- Born: 1963 (age 62–63) United States
- Occupation: Photographer
- Father: Michael Craig-Martin
- Website: jessicacraigmartin.com

= Jessica Craig-Martin =

American photographer (born 1963)

Jessica Craig-Martin (born 1963) is an American writer and photographer known for her images of high-society events, parties, charity galas, and exclusive social scenes. Her photographs often appear in contexts critiquing the "dark side" of the glamour world.

== Career ==
Craig-Martin has been a photographer of social events since the 1990s. In 1997, she was offered a contract by Anna Wintour.
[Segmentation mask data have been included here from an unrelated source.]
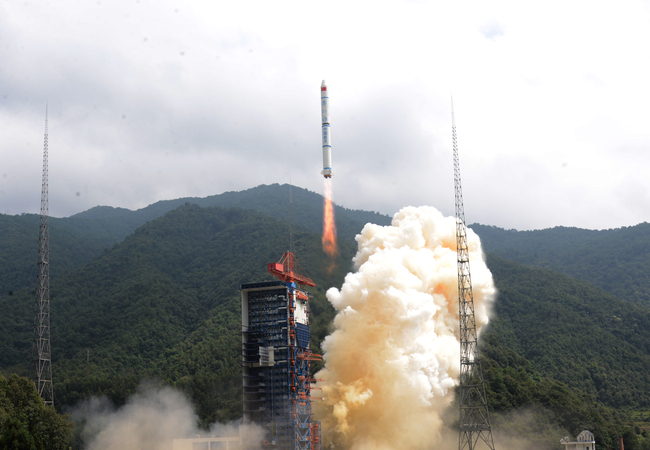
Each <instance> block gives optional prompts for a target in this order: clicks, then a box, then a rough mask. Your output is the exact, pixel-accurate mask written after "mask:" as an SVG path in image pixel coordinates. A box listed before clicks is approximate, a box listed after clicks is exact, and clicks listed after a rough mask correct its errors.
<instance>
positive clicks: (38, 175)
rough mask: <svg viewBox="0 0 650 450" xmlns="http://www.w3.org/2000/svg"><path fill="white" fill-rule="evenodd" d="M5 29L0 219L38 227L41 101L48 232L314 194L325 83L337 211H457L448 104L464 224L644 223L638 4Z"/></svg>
mask: <svg viewBox="0 0 650 450" xmlns="http://www.w3.org/2000/svg"><path fill="white" fill-rule="evenodd" d="M0 30H2V32H1V33H0V60H1V61H2V62H3V63H2V65H0V129H1V130H2V140H1V141H0V176H2V178H0V212H3V213H6V212H9V213H12V214H16V213H20V212H36V211H37V210H38V207H39V201H38V195H39V193H40V152H41V151H42V148H41V146H42V128H43V110H44V103H45V100H46V98H47V99H48V102H49V104H50V119H51V133H50V153H51V158H50V164H51V171H50V176H51V183H50V193H51V212H52V214H53V215H59V216H62V215H69V214H73V213H76V212H79V211H81V210H83V209H86V208H89V207H92V206H94V205H96V204H110V205H113V206H122V207H128V208H137V207H142V206H145V205H146V204H149V203H152V202H154V201H157V200H160V199H165V198H176V197H185V196H203V195H210V194H216V193H220V192H223V191H226V190H233V189H234V190H238V189H245V188H249V187H252V186H255V185H258V184H261V183H273V182H279V183H284V182H287V181H288V180H289V177H291V179H292V180H293V182H294V183H295V184H297V185H299V186H302V187H306V188H308V189H311V190H314V191H318V192H320V191H321V190H322V182H321V181H320V176H319V172H320V169H321V168H320V161H321V156H320V142H319V141H320V128H319V123H318V117H319V116H318V87H319V86H320V81H321V80H322V79H326V80H327V82H328V86H329V87H330V90H331V93H332V107H331V109H332V139H333V146H334V147H333V163H334V170H335V173H336V175H335V179H334V183H335V184H334V189H335V195H336V197H335V200H336V201H337V202H338V203H340V204H342V205H344V206H348V207H355V208H364V209H369V210H379V211H381V212H384V213H391V214H392V213H393V212H395V211H396V210H398V209H399V208H400V207H401V206H404V205H407V204H427V203H428V204H433V205H434V206H436V207H438V208H439V209H441V210H443V211H444V212H445V213H451V212H452V211H453V197H452V196H453V186H452V185H451V183H452V180H453V178H452V173H451V148H450V147H451V143H450V141H451V136H450V135H451V133H450V111H449V103H450V102H449V98H450V95H451V93H452V91H453V94H454V100H455V107H456V117H457V124H458V136H459V146H460V152H461V167H462V175H463V187H464V193H465V199H466V202H467V207H466V212H467V216H468V220H471V221H478V222H484V223H490V224H495V225H500V226H505V227H520V228H539V227H546V226H554V225H575V226H581V227H585V228H603V227H613V226H622V225H632V224H633V223H636V222H638V221H643V220H647V217H646V216H645V215H644V214H645V213H644V212H643V211H644V210H642V209H641V210H633V208H632V209H630V208H631V207H630V206H626V205H629V204H634V203H635V195H636V194H635V193H636V192H638V195H639V196H640V197H639V198H642V197H643V195H644V194H643V192H645V191H644V189H643V186H645V184H644V183H645V181H644V180H646V179H648V178H649V177H648V175H650V170H649V169H648V164H647V163H648V161H647V159H648V158H647V157H646V156H645V155H646V154H648V153H647V149H648V146H650V131H648V128H647V123H648V121H649V119H650V117H649V116H650V109H649V108H648V107H647V105H648V104H650V86H649V85H648V83H647V79H649V78H650V66H648V65H647V64H646V61H645V58H644V57H643V55H644V54H645V53H646V49H645V43H646V42H648V41H649V40H650V12H649V8H648V5H647V4H646V3H643V2H638V1H635V0H626V1H623V2H618V3H616V4H613V3H607V2H586V1H572V2H569V3H566V2H559V1H552V2H533V3H530V2H528V3H526V4H522V3H521V2H512V1H505V0H504V1H493V2H475V1H463V2H459V3H454V4H450V3H449V2H442V1H423V2H400V1H390V2H365V1H362V2H354V3H353V4H350V3H349V2H348V3H344V2H338V1H334V2H328V3H327V4H326V5H323V4H308V3H305V2H297V1H287V2H280V3H277V2H276V3H269V2H261V1H254V2H240V3H233V2H230V3H225V2H203V1H185V2H172V1H167V2H155V3H154V2H151V1H148V0H141V1H126V0H117V1H112V2H81V1H75V0H68V1H63V2H57V4H53V3H49V2H45V1H36V2H31V3H21V4H16V3H13V2H12V3H10V2H7V1H5V2H0ZM5 173H6V174H7V176H6V177H4V176H3V175H2V174H5ZM630 179H634V180H637V181H636V182H635V183H636V184H634V183H633V184H631V185H630V184H629V183H627V182H626V183H627V184H626V183H623V184H622V181H621V180H630ZM625 186H627V187H625ZM629 186H637V188H638V191H637V190H635V188H630V187H629ZM77 192H79V193H80V195H79V196H77V195H76V193H77ZM620 192H625V193H626V194H625V195H624V197H625V198H627V199H631V200H627V201H625V202H623V201H621V200H620V199H621V197H620V195H621V194H620ZM34 197H35V198H34ZM565 199H566V200H565ZM630 202H631V203H630ZM515 205H516V206H515Z"/></svg>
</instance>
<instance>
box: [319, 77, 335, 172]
mask: <svg viewBox="0 0 650 450" xmlns="http://www.w3.org/2000/svg"><path fill="white" fill-rule="evenodd" d="M320 111H321V119H322V121H323V122H322V127H323V170H322V172H321V175H323V176H324V177H325V178H332V175H334V172H333V171H332V141H331V136H330V98H329V95H328V93H327V85H326V84H325V80H323V84H321V87H320Z"/></svg>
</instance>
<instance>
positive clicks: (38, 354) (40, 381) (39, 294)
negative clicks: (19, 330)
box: [31, 106, 54, 406]
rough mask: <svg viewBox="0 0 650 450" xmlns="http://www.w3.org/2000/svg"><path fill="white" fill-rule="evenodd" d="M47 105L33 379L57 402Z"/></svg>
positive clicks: (41, 389) (33, 351) (36, 301)
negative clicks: (47, 134) (47, 149)
mask: <svg viewBox="0 0 650 450" xmlns="http://www.w3.org/2000/svg"><path fill="white" fill-rule="evenodd" d="M47 175H48V172H47V106H46V107H45V144H44V150H43V183H42V186H41V224H40V227H39V232H38V275H37V285H36V303H35V305H34V343H33V346H32V369H31V373H32V379H33V380H34V384H35V385H36V389H37V390H38V393H39V395H40V396H41V398H42V399H43V401H44V402H45V404H46V405H52V406H54V389H53V387H52V359H51V353H50V229H49V224H48V218H49V195H48V184H47V183H48V180H47V178H48V177H47Z"/></svg>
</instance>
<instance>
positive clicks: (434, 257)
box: [314, 207, 495, 450]
mask: <svg viewBox="0 0 650 450" xmlns="http://www.w3.org/2000/svg"><path fill="white" fill-rule="evenodd" d="M455 233H456V221H455V219H454V218H452V217H444V216H443V215H442V214H441V213H440V212H438V211H437V210H436V209H434V208H431V207H421V208H414V207H407V208H404V209H402V210H401V211H399V212H398V213H397V214H395V216H394V218H393V222H392V225H391V226H386V227H382V226H378V225H373V224H367V225H366V226H365V227H364V229H363V230H362V232H361V234H360V235H358V236H357V242H358V246H359V250H358V252H357V255H356V256H355V257H354V263H355V266H356V272H355V273H350V274H348V275H347V276H346V278H345V282H344V284H343V286H342V288H341V290H340V291H339V290H337V289H336V288H332V289H330V290H329V291H328V292H327V298H328V300H329V301H330V302H331V303H332V305H333V306H334V308H336V310H337V311H338V313H337V316H336V318H335V321H334V327H335V331H334V332H333V333H332V334H331V335H330V336H328V337H327V338H326V339H325V342H324V343H323V349H324V351H325V354H324V361H325V368H324V369H323V370H321V371H320V372H319V373H318V374H317V375H316V378H320V379H323V380H324V381H323V382H322V383H321V387H322V388H323V394H324V397H325V400H324V401H323V402H321V403H316V404H315V405H314V409H315V412H316V415H317V418H318V419H319V420H321V421H322V422H323V434H324V436H323V437H324V440H325V441H326V443H327V441H329V442H331V443H332V444H334V445H335V446H336V448H345V449H354V450H366V449H374V450H377V449H402V448H409V449H424V448H433V447H435V446H436V444H440V445H442V444H443V442H442V440H443V437H442V434H441V427H442V420H441V414H442V412H443V410H444V409H445V408H446V407H447V406H448V405H449V404H450V402H451V401H452V400H453V388H454V386H455V385H456V383H457V380H458V376H459V366H460V343H459V338H458V335H459V333H458V289H457V271H456V264H457V261H456V237H455ZM467 238H468V246H469V253H470V264H471V270H472V282H473V283H472V284H473V288H474V302H475V310H476V324H477V328H478V329H479V330H480V328H482V327H483V326H485V325H486V324H487V322H488V311H489V308H490V306H491V304H492V302H493V300H494V296H495V288H494V284H493V281H492V275H491V274H490V272H489V270H488V269H487V266H486V265H485V262H484V261H483V255H482V251H481V246H480V241H479V238H478V236H477V235H476V234H475V233H474V232H472V231H471V230H468V236H467Z"/></svg>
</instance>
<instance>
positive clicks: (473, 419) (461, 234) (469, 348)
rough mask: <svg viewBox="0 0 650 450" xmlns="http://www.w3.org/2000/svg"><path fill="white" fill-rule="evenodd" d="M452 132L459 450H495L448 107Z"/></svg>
mask: <svg viewBox="0 0 650 450" xmlns="http://www.w3.org/2000/svg"><path fill="white" fill-rule="evenodd" d="M451 133H452V141H453V149H454V190H455V198H456V250H457V254H458V261H457V262H458V308H459V320H460V386H459V397H460V402H459V403H460V425H459V435H458V450H474V449H475V448H476V445H477V444H478V443H479V441H483V442H484V443H485V444H486V446H487V448H489V449H490V450H494V441H493V439H492V427H491V425H490V414H489V411H488V405H487V397H486V394H485V381H484V379H483V369H482V367H481V358H480V354H479V349H478V338H477V334H476V320H475V317H474V294H473V292H472V277H471V274H470V268H469V251H468V249H467V227H466V226H465V209H464V207H463V193H462V190H461V186H460V163H459V161H458V142H457V138H456V120H455V117H454V108H453V104H452V108H451Z"/></svg>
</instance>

She frequently contributes photography to major publications like The New Yorker, Vanity Fair, and Vogue. Her style subverts traditional society photography by favoring harsh realism, cropped compositions, oblique angles, and avoiding clear facial identification of subjects to highlight themes of desire, disappointment, glamour's underbelly, and the absurdities of wealth and status.

Her work has been exhibited widely and is held in collections including the Whitney Museum (New York), the New Museum (New York), and the Guggenheim Museum (New York).

She is the daughter of the artist Michael Craig-Martin.

== Exhibitions ==

=== Solo ===

- Jessica Craig-Martin, October 14, 2001 – January 20, 2002, MoMA P.S.1 Contemporary Art Center

=== Group ===

- Jessica Craig-Martin and Lucas Michael, 1997, Bosky & Gallery

== Publications ==
Her first monograph, Jessica Craig-Martin: Privilege, features photographs from the world's most financially lubricated events, with essays by Glenn O'Brien and Angus Cook. She has authored a memoir-in-stories titled I Regret I Am Able to Attend: A Life Among Artists (published by Spiegel & Grau/Penguin Random House), an account of her coming-of-age in the art world of the 1970s and 80s.